Bishop asked the COVID minister about the issue at the Health Select Committee on Thursday morning, but Hipkins wouldn't answer.

"I am not going to make any further comment on that case, which is now closed, without a signed consent form from the individual concerned. The Member hasn't produced one so I won't be making any further comment on it," Hipkins told the committee.

Bishop said Hipkins had made her details public without her consent in the first place. 

"It's a bit rich to now rely on privacy grounds to not talk about it any further," he said.

Later on Thursday, when Bishop questioned him on the issue in the House, Hipkins repeated that he wouldn't be answering on privacy grounds. He said he didn't "believe it is in the public interest to discuss individual cases in a forum such as parliamentary Question Time".

Hipkins wouldn't say if he thought he had done wrong by Bellis or whether he would apologise to her.

After Bellis accused him of breaching her privacy, Hipkins said he was "absolutely not" trying to smear her by releasing his statement.

Bellis, a former Al Jazeera journalist who received international attention for her reporting of the Taliban takeover of Afghanistan, sought an emergency spot in MIQ after discovering late last year that she was pregnant in Qatar, where she was based but which does not allow sex outside marriage.

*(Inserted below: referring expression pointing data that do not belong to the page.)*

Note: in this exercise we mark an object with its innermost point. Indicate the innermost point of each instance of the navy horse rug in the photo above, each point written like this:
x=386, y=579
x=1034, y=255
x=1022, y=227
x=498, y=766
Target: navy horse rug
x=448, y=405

With MIQ at the time still requiring Kiwis to enter a lottery to return home, Bellis ended up having to move to Afghanistan, where she and her partner have a visa. She applied for an emergency allocation in MIQ on the basis that she would need time-critical medical treatment. 

It was rejected as her date of departure wasn't within a certain window. But she said flights were difficult to get to leave the country and provided 59 documents explaining her need for a spot.

The subsequent handling of her case and the statement Hipkins released created a furore and was used by opposition political parties to highlight issues with the MIQ system.

On February 1, she was offered a MIQ voucher. Kiwis overseas no longer need to enter MIQ when returning to New Zealand.